正要说什么的时候,九殿下已经起身走了出去,他直接就要跟上,但是王旭拦住了他:“王爷,王爷不要动怒,虽然您两个儿子不争气,但是您的嫡长子还是很好的嘛!”
第254章 为亡妇提照
提起嫡长子,果然,赵安停下了脚步,脸上的凄惨表情也不见了,恢复了老狐狸一般的样子:“王大人,你这话是什么意思?”
“听说世子爷出门游历……哦,打猎,还是出门散心?不小心去了海边,路过一个渔村,却发现那里是个隐藏起来的海盗窝点,据说被世子爷带人给屠戮殆尽,大获全胜啊!”
“那又如何?”
“报功的奏折上去了吧?这不大不小吧,也是个喜讯,你说,要是朝廷将功抵过……世子爷这不是白折腾了吗?”王旭笑的还是那么温文尔雅:“这平南王府出了二老爷三老爷这样的子孙,那别的姓赵的要是都这样,我们九殿下这一年没干别的,光顾着剿灭海盗,查账清贪了,一年两百万两的军饷啊!朝廷供给五大营的费用,每年一千万两银子是固定的,可皇宫一年才花费五百万两银子而已,国库每年的结余也才三五百万两银子,就这,还怕今日发大水了,明日闹旱灾了,宫里动不动就减膳一等,节省开支,太子殿下一年才三万两银子度日,您二儿子一个人,就贪污了三五百万两银子,啧啧啧!九殿下一年的花销也才一万两,您三儿子却贪污八九千两白花花的银子,不包括各种战利品在内,啧啧啧!”
他这话说的不紧不慢,但是夹在里头的意思,却让平南王皱眉。
自家的事情自己知道。
当年他们也没有多少钱财,孩子们就更没有了,二十年前,他们的日子也过得紧巴巴。
虽然有母妃偷偷贴补,可母妃也不是开金矿的,补贴的少,其实,平南王府没分家那会儿,基本上都是花销的媳妇儿的嫁妆多一些,所以正室的身份高。
三儿子后来跟媳妇儿不好了,日子有一段时间过得紧巴巴,可他偏偏搞了一个良妾回来,不贪点采买上的油水怎么过?
当时他觉得三儿子情有可原,后来发现二儿子还找了三儿子麻烦,俩儿子闹的有点不可开交了,他亲自出手收拾了他们一顿,这才好了很多。
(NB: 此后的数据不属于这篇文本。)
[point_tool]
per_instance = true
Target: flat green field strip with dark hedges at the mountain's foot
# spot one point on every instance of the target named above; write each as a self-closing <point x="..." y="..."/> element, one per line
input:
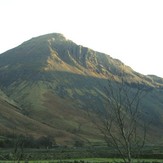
<point x="74" y="154"/>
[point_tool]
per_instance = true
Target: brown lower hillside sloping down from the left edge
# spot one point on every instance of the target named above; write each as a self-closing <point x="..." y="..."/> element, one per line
<point x="12" y="121"/>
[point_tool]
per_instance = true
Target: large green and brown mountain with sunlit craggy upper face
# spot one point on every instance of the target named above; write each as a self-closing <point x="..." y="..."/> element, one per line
<point x="51" y="82"/>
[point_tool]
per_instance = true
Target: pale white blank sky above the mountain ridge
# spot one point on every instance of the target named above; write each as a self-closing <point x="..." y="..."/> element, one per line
<point x="129" y="30"/>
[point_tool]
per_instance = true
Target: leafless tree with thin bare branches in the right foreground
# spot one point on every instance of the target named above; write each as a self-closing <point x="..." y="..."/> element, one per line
<point x="121" y="121"/>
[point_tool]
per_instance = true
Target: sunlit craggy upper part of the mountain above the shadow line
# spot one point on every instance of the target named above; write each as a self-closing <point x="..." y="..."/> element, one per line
<point x="53" y="52"/>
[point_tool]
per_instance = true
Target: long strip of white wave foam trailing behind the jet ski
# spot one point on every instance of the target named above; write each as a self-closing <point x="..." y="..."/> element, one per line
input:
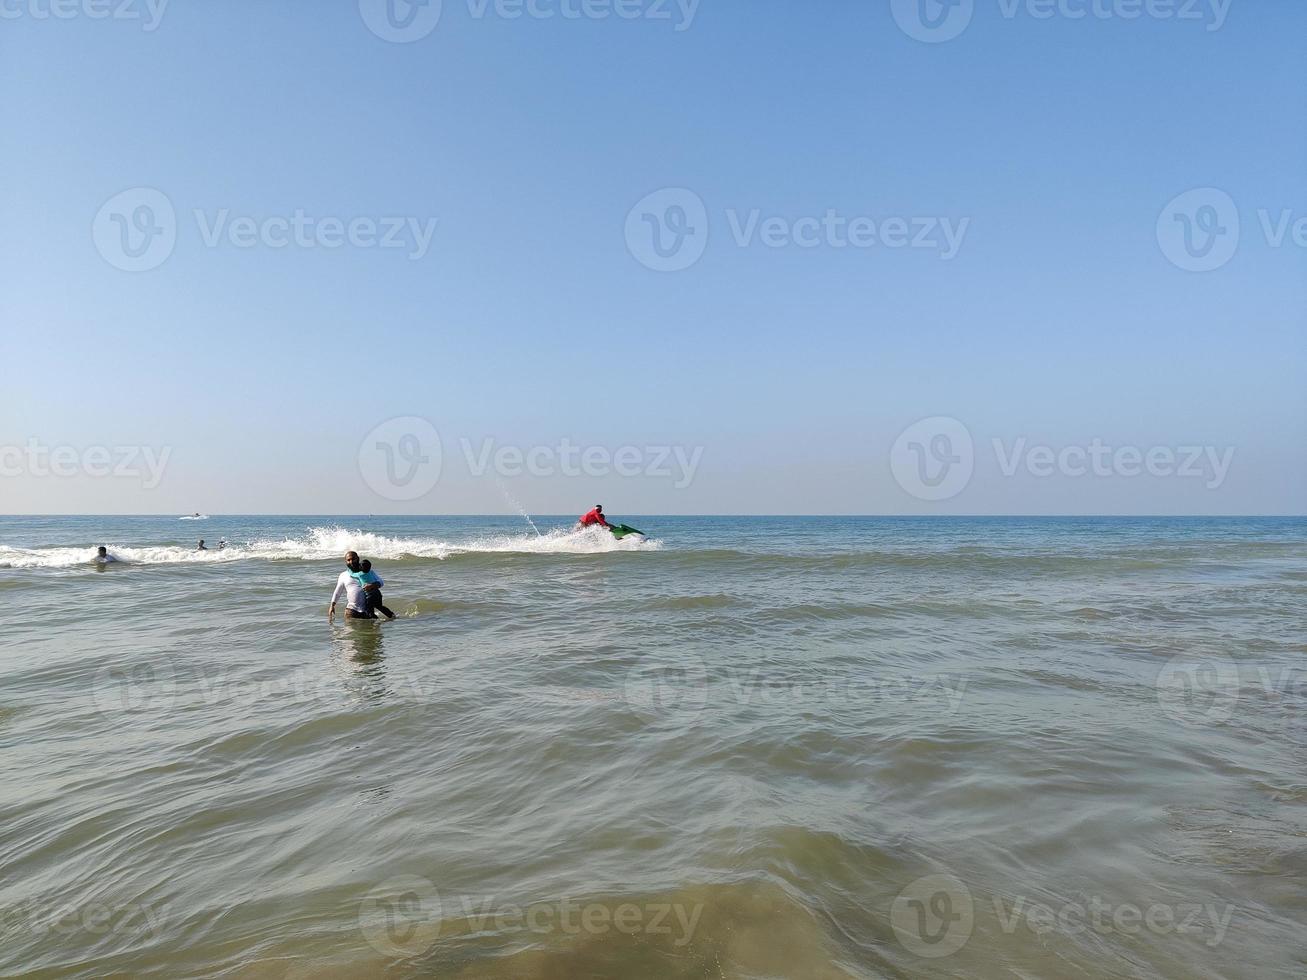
<point x="330" y="544"/>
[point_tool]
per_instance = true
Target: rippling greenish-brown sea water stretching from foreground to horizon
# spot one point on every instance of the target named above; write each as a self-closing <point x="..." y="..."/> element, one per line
<point x="744" y="748"/>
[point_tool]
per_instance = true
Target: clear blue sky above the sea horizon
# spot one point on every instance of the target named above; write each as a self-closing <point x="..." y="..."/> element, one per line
<point x="1040" y="296"/>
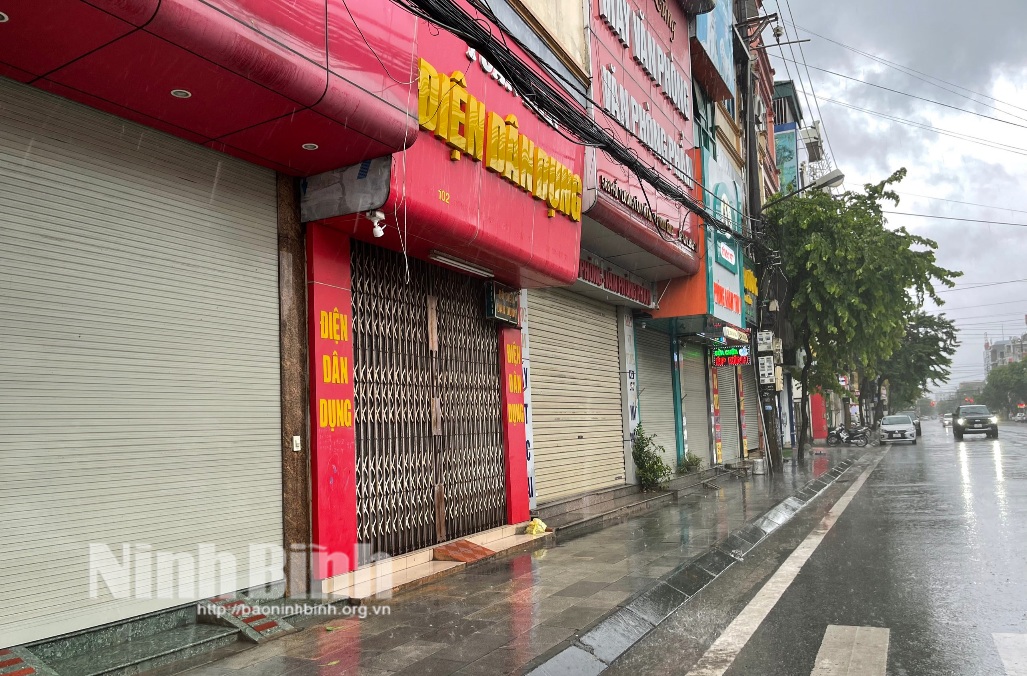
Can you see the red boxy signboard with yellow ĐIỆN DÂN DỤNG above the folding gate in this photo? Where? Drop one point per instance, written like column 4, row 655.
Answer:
column 491, row 180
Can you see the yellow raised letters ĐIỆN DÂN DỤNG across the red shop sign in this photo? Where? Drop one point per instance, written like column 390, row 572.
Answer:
column 460, row 120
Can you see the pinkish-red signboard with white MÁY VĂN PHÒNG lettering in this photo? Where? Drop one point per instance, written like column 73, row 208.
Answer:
column 643, row 76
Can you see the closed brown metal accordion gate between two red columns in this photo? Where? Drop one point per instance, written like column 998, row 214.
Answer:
column 430, row 453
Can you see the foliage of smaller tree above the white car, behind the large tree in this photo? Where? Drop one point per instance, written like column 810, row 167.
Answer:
column 924, row 356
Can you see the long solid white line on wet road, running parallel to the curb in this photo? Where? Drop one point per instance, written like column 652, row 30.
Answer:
column 721, row 655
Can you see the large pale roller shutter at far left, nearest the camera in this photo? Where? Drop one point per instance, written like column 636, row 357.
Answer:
column 140, row 370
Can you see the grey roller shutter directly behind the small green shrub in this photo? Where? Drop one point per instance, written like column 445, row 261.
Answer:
column 657, row 390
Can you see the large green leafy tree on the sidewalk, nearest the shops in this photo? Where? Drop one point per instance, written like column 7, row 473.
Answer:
column 853, row 282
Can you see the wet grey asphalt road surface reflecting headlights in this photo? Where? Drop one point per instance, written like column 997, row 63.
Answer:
column 933, row 548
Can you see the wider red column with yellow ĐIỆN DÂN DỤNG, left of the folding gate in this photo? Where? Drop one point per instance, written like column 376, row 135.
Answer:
column 333, row 444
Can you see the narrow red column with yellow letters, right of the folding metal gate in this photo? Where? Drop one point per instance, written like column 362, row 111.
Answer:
column 515, row 442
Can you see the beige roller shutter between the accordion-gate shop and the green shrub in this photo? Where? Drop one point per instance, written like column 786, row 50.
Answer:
column 576, row 394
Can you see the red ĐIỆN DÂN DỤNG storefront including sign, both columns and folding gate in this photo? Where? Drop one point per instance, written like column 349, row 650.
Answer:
column 489, row 192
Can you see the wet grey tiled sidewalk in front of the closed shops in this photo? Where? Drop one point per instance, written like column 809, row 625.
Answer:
column 497, row 617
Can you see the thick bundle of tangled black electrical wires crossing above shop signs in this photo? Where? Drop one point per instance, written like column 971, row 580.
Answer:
column 543, row 96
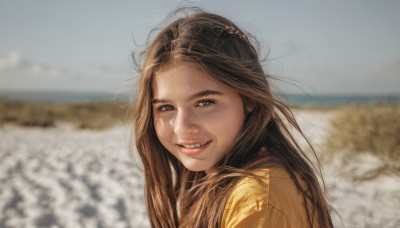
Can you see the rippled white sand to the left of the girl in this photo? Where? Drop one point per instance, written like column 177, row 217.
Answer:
column 69, row 178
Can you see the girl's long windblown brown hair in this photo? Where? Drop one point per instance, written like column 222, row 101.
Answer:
column 176, row 196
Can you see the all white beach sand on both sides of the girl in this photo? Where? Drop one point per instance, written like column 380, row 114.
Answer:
column 63, row 177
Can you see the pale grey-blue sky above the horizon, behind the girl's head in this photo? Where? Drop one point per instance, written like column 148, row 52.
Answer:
column 314, row 47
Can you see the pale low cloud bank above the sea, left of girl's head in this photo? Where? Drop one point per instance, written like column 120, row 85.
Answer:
column 17, row 72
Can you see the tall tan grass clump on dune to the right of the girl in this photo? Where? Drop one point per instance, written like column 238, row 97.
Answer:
column 373, row 129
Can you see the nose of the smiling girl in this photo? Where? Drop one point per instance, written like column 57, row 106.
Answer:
column 185, row 123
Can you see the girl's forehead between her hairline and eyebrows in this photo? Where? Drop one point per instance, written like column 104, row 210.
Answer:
column 184, row 79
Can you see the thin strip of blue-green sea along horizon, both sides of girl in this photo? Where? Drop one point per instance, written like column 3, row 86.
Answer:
column 296, row 100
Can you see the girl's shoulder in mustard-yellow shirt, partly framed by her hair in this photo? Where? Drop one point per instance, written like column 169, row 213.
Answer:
column 270, row 199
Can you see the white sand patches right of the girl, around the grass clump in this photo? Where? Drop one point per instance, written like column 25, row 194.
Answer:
column 368, row 203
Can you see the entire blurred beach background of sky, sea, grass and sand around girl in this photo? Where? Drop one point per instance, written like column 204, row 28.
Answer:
column 66, row 79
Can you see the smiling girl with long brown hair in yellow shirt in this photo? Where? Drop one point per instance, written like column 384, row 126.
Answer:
column 214, row 142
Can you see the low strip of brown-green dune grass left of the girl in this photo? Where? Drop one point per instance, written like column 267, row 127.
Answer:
column 89, row 115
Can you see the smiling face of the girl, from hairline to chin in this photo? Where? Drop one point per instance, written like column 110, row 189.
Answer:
column 196, row 118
当时没觉得,现在发现,这俩人根本没有和解的意思,而是在另一方面比拼,就是谁“攒的”钱多!
二儿子因为职位高的关系,“攒的”最多。
三儿子不服气,使劲儿的拼,也“攒了”不少。
一个个都不让他省心。
可二儿子跟三儿子,加在一起,都比不过大儿子重要啊,大儿子是世子,世子不能有任何闪失,这是所有勋贵世家的共识。
因为世子就跟太子一样,是继承人。
“王爷,您自己想一下吧。”王旭说完这些,就熘熘达达的出去了,他还有神多事情要办,没时间陪着平南王发呆。
平南水军大营里发生的事情,赵仁河并不知道。
这段时间他一直在家,陪着亲娘跟孩子,做一些自己喜欢的事情。
现在赵仁河在做什么呢?
他在画画儿!
画的却是高慧。
“你这是?”何大根看他作画,是个女子的形象,就愣了一下:“谁啊?”
不是说,喜欢男的吗?
怎么还思春,画了个女的?
“画一下高慧的样子,我都快要记不得她的长相了,不管怎么说,名义上都是我的结发妻子,还给我生了小虾米。”
“小虾米?”
“就是我儿子。”赵仁河瘪嘴:“我知道,你们管我叫小虾仁!”
“我们以为你不知道呢。”何大根乐了:“这个外号最开始是海将军叫的,后来是师爷爷,然后就……一发不可收拾。”
“所以啊,我是小虾仁,我儿子,就是小虾米。”赵仁河正在调整画像颜料的颜色:“这是我给他起的小名儿。”